McIntosh’s story is inspirational, and thus perhaps fitting for a teacher from a university that started its life as the “State Normal and Industrial School.” A “normal” school was a college with the specific mission of training teachers. While McIntosh’s story was inspirational, many other entries in the contest were mostly humorous, if a little frightening on occasion. William Purkey’s class in Counseling asked him to describe what “encounter group activities” were like in the 1960s. Purkey wrote, “To demonstrate…I asked for 10 volunteers to form a very tight circle in the middle of the classroom, then I asked for a single volunteer to “break” into the circle. In the 1960s the one being excluded would run around the closed circle, looking for an opening. But I forgot [to mention] this…. The excluded volunteer suddenly started from one side of the classroom, ran to the circle. Then vaulted completely over the 10 circled student and landed head first…inside the circle.” Purkey concluded his story by saying that he has never since described that activity again. He did not say if the vaulting student sustained any injuries.
An even more disturbing experience was described by Psychology Professor Kathy Bell. While teaching about electrical impulses in the brain, Bell showed a video segment on how electrical impulses in the brain fire during a seizure. In the video, areas of the brain firing were illustrated with flashing lights. While this “seizure” was being demonstrated on screen, a student in the class had an actual seizure. Wrote Bell, “After depressing the student’s tongue to avoid her choking, I sent another student to call an ambulance. The student was fine by the time the ambulance arrived….” Later in the semester, Bell would discuss a study of children in Japan who were having seizure in reaction to flashing lights. She observed that this “provided a possible explanation for what we had observed in class. Needless to say, I do not intend to show the brain video again.”
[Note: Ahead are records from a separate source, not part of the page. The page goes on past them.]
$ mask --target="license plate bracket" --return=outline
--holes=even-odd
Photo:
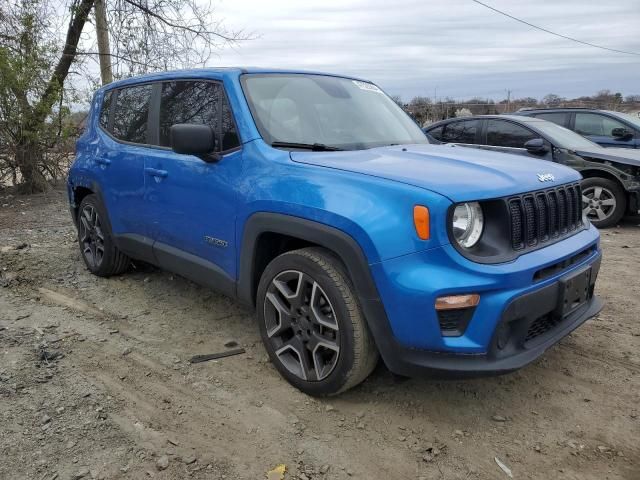
[[[560,279],[557,314],[571,315],[591,298],[591,266]]]

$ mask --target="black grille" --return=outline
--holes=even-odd
[[[536,318],[529,326],[527,336],[524,339],[525,344],[540,335],[544,335],[562,321],[561,318],[554,318],[550,313]]]
[[[461,308],[455,310],[438,310],[438,322],[443,337],[459,337],[467,328],[467,324],[475,307]]]
[[[511,245],[521,250],[582,226],[580,185],[565,185],[509,199]]]

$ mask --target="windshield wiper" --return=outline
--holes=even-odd
[[[324,143],[293,143],[293,142],[273,142],[272,147],[278,148],[299,148],[301,150],[311,150],[313,152],[339,152],[342,151],[338,147],[330,147]]]

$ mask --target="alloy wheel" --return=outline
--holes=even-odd
[[[582,210],[589,219],[604,221],[615,212],[616,197],[606,187],[586,187],[582,190]]]
[[[104,233],[100,216],[93,205],[85,205],[80,212],[78,230],[82,255],[92,268],[98,268],[104,259]]]
[[[289,372],[306,381],[331,374],[340,355],[340,329],[318,282],[297,270],[276,275],[265,296],[264,320],[275,355]]]

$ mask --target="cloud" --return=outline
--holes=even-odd
[[[640,52],[637,0],[487,0],[552,31]],[[210,65],[303,68],[368,78],[389,93],[468,98],[640,93],[640,57],[579,45],[470,0],[225,0],[230,28],[258,36]]]

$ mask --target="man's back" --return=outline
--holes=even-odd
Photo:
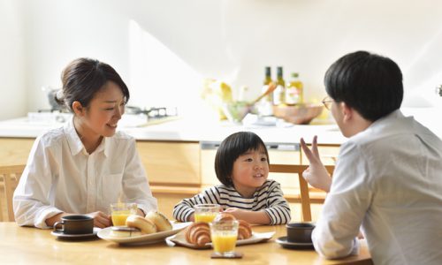
[[[442,141],[412,117],[394,111],[343,144],[328,197],[318,242],[342,245],[331,227],[362,222],[375,264],[442,264]]]
[[[442,264],[442,142],[392,115],[354,137],[366,137],[360,147],[373,188],[363,230],[375,261]]]

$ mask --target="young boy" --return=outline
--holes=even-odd
[[[348,140],[332,179],[313,139],[303,177],[329,193],[313,231],[327,258],[358,250],[360,227],[375,264],[442,264],[442,141],[400,110],[402,73],[391,59],[350,53],[325,73],[332,111]]]

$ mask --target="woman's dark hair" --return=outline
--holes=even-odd
[[[365,119],[376,121],[400,108],[402,72],[390,58],[356,51],[333,63],[324,77],[327,94]]]
[[[232,186],[232,171],[235,160],[248,151],[263,150],[270,163],[269,153],[263,140],[251,132],[239,132],[229,135],[219,145],[215,155],[215,172],[219,181]]]
[[[61,74],[62,95],[56,95],[57,102],[72,110],[72,102],[80,102],[85,108],[89,106],[103,86],[112,81],[120,88],[125,96],[125,103],[129,101],[129,89],[119,74],[110,65],[90,58],[78,58],[71,62]]]

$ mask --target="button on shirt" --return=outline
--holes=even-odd
[[[145,213],[157,208],[135,140],[118,132],[88,154],[71,120],[35,140],[13,207],[19,225],[48,228],[46,219],[61,212],[110,214],[118,200]]]
[[[400,110],[341,146],[315,249],[357,251],[361,224],[375,264],[442,264],[442,141]]]

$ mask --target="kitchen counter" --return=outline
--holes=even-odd
[[[0,137],[35,138],[44,132],[63,125],[59,121],[30,121],[20,117],[0,121]],[[138,140],[165,141],[221,141],[225,137],[239,131],[251,131],[258,134],[265,142],[299,143],[300,138],[307,141],[318,135],[318,142],[340,145],[345,138],[335,125],[293,125],[284,123],[281,126],[242,125],[215,120],[195,120],[179,118],[155,125],[138,126],[121,125],[121,130]]]
[[[404,109],[406,116],[415,118],[442,138],[442,125],[437,120],[439,109]],[[277,123],[277,125],[243,125],[227,121],[197,120],[181,117],[164,123],[140,123],[134,117],[126,114],[118,123],[118,130],[133,136],[138,140],[162,141],[221,141],[225,137],[239,131],[251,131],[258,134],[265,142],[299,143],[301,137],[307,142],[314,135],[318,136],[318,143],[323,145],[340,145],[346,141],[336,125],[293,125]],[[63,119],[52,121],[30,121],[20,117],[0,121],[0,138],[35,138],[42,132],[63,125]],[[250,123],[251,124],[251,123]]]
But the Grand Prize winner of the contest takes the cake for being both hilarious and disturbing, in nearly equal portions. Bill Tullar remembered a professor from his college days whose name was Hailey. Professor Hailey had a reputation for giving the most difficult tests anyone had ever seen or experienced. Hailey hated giving make-up exams, and made them absolutely impossible if he had to give them. Consequently, students would do anything to avoid missing a regularly scheduled exam. One night during finals, Tullar remembers walking past Professor Hailey’s classroom and seeing a most astonishing sight through the open door. Tullar wrote, “In the front row of the class was a young man. He had his IV stand, a full IV bag hung on the stand, and the IV needle was firmly stuck in his left arm. He was writing furiously. This young man had gotten out of Moses Cone hospital, come to school to take the exam, and as soon as he was done, he went right back to Moses Cone, IV bag and all.”
![]() |
Adams teaching on the bus in the summer of 1989 |
At the urging of the students, my daughter spoke her first sentence: “Go Bus!” They held her, talked to her, and played with her. They sided with my husband when we bickered. The intensity of emotion I felt towards “my deadheads” both surprised and scared me; I had always kept a proper distance from students. Then I realized the benefits of this closeness. Because the students knew me, really knew me, they were more likely to come to me with problems, questions, and ideas. They knew I would respond as a friend, not just to the limits of my bureaucratic responsibility. They respected me more, not less. I now have more insight into the lives students lead. I am a much more effective teacher.Sounds like a true education, for teacher and student alike.